Evaluation and delay windows are part of every monitoring test. In this guide, we explain their use and highlight their differences.

Evaluation windows

To evaluate Openlayer tests, a dataset is always required. While in development, the training and validation sets are the natural choices, for monitoring, the dataset used by tests is defined by an evaluation window.

What is the evaluation window?

The evaluation window defines the period used to accumulate data, and form the dataset used to evaluate a test.

Therefore, every time a monitoring test is created, you are asked to provide an evaluation window — which can vary between 1 hour to 4 weeks, with a default of 1 hour.

The monitoring tests are, then, evaluated at a regular cadence using the data published within its evaluation window. For example, if the evaluation window is equal to 72 hours, this means that every 72 hours, Openlayer computes the metric of interest, and the test status can change.

Let’s look at a concrete example to clarify the process:

  1. Imagine we want to monitor Nulls on the feature Age for our production data. We would navigate to the test creation page and click the Missing values test.
  2. As part of the test creation flow, we are asked for an evaluation window. Let’s say we choose 24 hours.
  3. After the test is successfully created, the platform starts accumulating production data being published.
  4. Then, once the first 24 hours pass, it uses the data accumulated in the past 24 hours, evaluates the number of missing values, and updates the test status.

Each test can have its own evaluation window. This is important because each value monitored has its peculiarities. For instance, longer evaluation windows can smooth out seasonal data. On the other hand, shorter windows can be appropriate if quick reactions to sudden changes are needed.

Delay windows

We have seen that evaluation windows are defined to accumulate the data used by tests.

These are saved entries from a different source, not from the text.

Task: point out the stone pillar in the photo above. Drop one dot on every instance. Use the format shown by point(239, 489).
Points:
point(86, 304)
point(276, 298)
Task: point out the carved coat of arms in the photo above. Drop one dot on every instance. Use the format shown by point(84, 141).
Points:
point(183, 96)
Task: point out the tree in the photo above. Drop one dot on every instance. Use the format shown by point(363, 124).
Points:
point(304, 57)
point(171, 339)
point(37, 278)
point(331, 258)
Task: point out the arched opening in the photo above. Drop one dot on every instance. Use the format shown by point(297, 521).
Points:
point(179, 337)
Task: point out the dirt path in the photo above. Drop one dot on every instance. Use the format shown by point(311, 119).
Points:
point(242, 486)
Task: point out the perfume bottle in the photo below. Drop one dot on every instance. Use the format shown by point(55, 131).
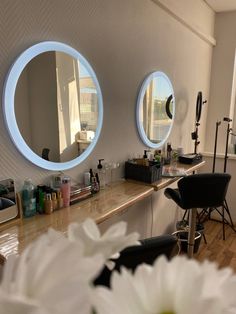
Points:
point(65, 190)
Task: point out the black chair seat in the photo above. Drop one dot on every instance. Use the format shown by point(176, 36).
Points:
point(147, 253)
point(204, 190)
point(174, 195)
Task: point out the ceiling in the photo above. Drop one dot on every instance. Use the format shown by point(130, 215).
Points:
point(222, 5)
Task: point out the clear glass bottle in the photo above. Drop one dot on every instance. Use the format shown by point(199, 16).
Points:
point(29, 198)
point(101, 174)
point(65, 190)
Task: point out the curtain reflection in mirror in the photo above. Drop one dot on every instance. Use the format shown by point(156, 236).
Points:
point(156, 121)
point(56, 106)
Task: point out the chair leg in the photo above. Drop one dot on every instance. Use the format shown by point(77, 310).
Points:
point(192, 229)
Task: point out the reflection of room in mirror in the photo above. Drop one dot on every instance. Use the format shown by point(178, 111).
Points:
point(156, 121)
point(56, 104)
point(8, 207)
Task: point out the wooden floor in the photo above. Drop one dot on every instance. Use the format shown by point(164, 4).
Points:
point(216, 249)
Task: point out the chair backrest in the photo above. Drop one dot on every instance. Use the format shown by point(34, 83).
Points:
point(203, 190)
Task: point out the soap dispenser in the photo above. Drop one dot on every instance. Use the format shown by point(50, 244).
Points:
point(101, 174)
point(145, 157)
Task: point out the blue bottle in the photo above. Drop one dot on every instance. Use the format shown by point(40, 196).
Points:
point(29, 198)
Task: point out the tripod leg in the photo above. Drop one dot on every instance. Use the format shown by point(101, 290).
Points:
point(230, 218)
point(191, 234)
point(223, 221)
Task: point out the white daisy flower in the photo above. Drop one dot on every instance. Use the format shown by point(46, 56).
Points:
point(176, 287)
point(51, 276)
point(109, 244)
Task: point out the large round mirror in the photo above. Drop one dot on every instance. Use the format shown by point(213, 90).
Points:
point(53, 106)
point(155, 109)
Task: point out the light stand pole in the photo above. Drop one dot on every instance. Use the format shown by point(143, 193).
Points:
point(227, 141)
point(216, 138)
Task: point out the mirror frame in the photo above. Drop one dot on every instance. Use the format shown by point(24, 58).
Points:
point(9, 112)
point(141, 94)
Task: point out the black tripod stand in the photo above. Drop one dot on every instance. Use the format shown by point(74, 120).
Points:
point(225, 208)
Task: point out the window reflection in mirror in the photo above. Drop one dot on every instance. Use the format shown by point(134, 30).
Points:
point(56, 106)
point(155, 109)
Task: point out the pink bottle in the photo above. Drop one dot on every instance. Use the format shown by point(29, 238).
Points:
point(65, 190)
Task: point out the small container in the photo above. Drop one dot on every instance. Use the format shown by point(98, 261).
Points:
point(65, 190)
point(29, 198)
point(101, 174)
point(54, 201)
point(59, 200)
point(87, 178)
point(48, 207)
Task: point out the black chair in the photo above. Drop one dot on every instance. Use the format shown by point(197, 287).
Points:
point(206, 190)
point(146, 253)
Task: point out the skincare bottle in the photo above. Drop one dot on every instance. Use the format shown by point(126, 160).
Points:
point(48, 207)
point(40, 196)
point(54, 201)
point(101, 174)
point(95, 186)
point(65, 190)
point(87, 178)
point(29, 198)
point(59, 200)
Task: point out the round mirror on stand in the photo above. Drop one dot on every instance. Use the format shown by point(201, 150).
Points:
point(52, 105)
point(155, 109)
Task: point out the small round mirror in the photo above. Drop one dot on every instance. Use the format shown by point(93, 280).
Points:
point(53, 106)
point(155, 109)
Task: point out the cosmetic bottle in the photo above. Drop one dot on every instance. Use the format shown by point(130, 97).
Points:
point(94, 185)
point(54, 201)
point(29, 198)
point(40, 197)
point(59, 200)
point(48, 207)
point(87, 178)
point(101, 174)
point(65, 190)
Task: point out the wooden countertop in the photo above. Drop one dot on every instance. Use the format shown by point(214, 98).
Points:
point(101, 206)
point(164, 181)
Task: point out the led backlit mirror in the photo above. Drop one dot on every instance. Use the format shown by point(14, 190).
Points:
point(155, 109)
point(53, 106)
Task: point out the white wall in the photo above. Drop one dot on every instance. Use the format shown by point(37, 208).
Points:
point(221, 79)
point(124, 41)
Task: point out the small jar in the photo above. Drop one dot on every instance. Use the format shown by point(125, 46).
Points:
point(65, 190)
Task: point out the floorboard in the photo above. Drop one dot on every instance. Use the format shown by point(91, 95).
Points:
point(223, 252)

Now, we will explore delay windows.

What is the delay window?

The delay window defines the gap between the test evaluation time and the end of the evaluation window.

Delay windows default to 0, because most tests can be evaluated at a regular cadence defined solely by the evaluation window. However, in some cases, a delay is also needed. For example, for performance tests, which usually require ground truths to be computed, a delay window is needed because the labels are not available at the same time as the data is published to the platform.